It's giving nothing away to say that in the opening scene of this new play, Victor, who is Jewish, is buried up to his neck in earth and Youssef, his best friend, who is an Arab, has been sent to urinate on his head by Tunisia's Nazi occupiers. Victor thinks, in fact, it might help; he's very thirsty.
Savour the complexity in that starting point for this funny, dark, and entirely original drama, which as an added bonus features a richly textured comic performance from Adrian Edmondson. Once Upon a Time in Nazi Occupied Tunisia confirms Josh Azouz as a playwright you want to keep watching. As he showed in the terrifyingly surreal Buggy Baby and in the gentle The Mikvah Project, you never quite know which way his bold imagination is going to lead him.
In this case, it is to 1943, just after the Nazis have invaded Tunisia, where their presence is putting new pressures on a society that has constantly had to adapt to colonialism and oppression yet appears to have forged its own tolerant character. Azouz and his designer Max Johns cope brilliantly with this period setting: the characters speak English throughout but tell us they are speaking different languages at different points; Johns has designed a set of white wood boxes that convey heat, allow burial and hiding, and at two points are opened to reveal the blue and white tiles of luxurious living. The characters wear clothes that are almost but not quite contemporary.

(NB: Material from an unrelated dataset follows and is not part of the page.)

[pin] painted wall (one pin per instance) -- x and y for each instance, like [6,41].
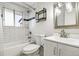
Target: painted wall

Combined with Jess Bernberg's lighting and David Gregory's unobtrusive sound, creates a setting that is once historic and universal, a place in which Azouz can explore themes that are at once huge – the rifts between the Jews and Muslims across many countries, the rise of Zionism – and specific, in the shape of the domestic drama that binds together Victor and Youssef and their wives, Loys and Faiza.
Into this mix, the Nazis arrive like a grenade, but even they have strangely domestic names such as Grandma, Little Fella, and Memento, comic book characters who are all the more terrifying because they seem so ineffectual. "You should be afraid," Edmondson's urbane Grandma (so-called because he likes knitting) hisses at the imprisoned Victor. "Any Nazi with prospects is in Europe. They only send animals to Africa."
Edmondson is without doubt the star of the evening. Even hobbling on a stick, necessitated by a knee injury, he brings a blast of unnerving energy to proceedings. Like the snakes with which he is obsessed in one monologue, he has a coiled malice that hides beneath the civilised surface he presents to the world; when the madness breaks forth it is both mesmeric and frightening.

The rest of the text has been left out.